A different future of work, one that sets in response to the climate conditions already unfolding.

 

The terra-collar work is a conceptual proposition. It draws from recent climate change projections and reframes the questions about the future of labor. It argues that the established collared division of labor should be reworked to ensure Earth remains a viable environment for many species, including humans as a primary risk group. It demonstrates why climate mitigation and adaptation should become the largest terraforming project in human history and provides examples of how certain industrial sectors can be reorganized to follow the goal of staying below 2°C by 2050.




The terra-collar work departs from the Fourth Industrial Revolution discussions about working hours reduction and nonwork advocacy, UBI proposals and transition of the entire labor force to coding and data science. 


Instead, it argues that future work will be tethered to the very material processes of climate change mitigation and adaptation, necessary to scale up to the amount of carbon emissions and keep global warming to a viable limit.


This new type of work strides away from white- and blue-collar distinctions of the past, and emerges as a new category of its own: Terra-Collar.














If we are to achieve the goal of limiting warming to 2 degrees by 2050, it will require an effort equivalent to the largest terraforming project in human history.
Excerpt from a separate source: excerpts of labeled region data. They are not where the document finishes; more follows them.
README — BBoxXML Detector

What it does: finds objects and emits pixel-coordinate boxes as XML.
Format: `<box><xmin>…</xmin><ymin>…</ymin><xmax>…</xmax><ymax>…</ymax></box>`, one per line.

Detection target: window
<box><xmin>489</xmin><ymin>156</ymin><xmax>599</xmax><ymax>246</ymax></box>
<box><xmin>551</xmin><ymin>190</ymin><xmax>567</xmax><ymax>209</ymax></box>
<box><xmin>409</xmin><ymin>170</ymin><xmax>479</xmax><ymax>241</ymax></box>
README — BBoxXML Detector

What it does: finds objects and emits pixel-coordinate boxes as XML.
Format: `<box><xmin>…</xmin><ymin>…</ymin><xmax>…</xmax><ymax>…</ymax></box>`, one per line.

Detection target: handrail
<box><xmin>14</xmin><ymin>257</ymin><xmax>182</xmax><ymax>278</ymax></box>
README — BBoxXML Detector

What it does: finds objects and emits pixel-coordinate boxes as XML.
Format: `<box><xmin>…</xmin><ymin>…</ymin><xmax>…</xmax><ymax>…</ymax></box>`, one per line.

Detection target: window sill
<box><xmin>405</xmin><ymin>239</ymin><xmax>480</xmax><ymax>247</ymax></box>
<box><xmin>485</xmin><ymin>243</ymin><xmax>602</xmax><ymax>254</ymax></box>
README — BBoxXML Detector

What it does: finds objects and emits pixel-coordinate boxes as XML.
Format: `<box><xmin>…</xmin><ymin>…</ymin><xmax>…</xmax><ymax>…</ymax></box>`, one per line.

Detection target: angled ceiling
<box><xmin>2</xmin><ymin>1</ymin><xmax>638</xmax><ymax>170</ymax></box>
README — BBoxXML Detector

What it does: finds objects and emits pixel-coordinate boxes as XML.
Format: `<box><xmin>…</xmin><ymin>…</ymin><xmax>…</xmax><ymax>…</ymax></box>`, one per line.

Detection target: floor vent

Scaling up to the amount of produced carbon emissions and limiting global warming will require an effort equivalent to the largest terraforming project in human history.



The end of time narratives that describe this climate crisis have demonstrated their inability to instigate effective actions and alleviate the problems that become more tangible with every year.



A new story is needed for the geologic epoch we inhabit, that which motivates action with the tools at our disposal.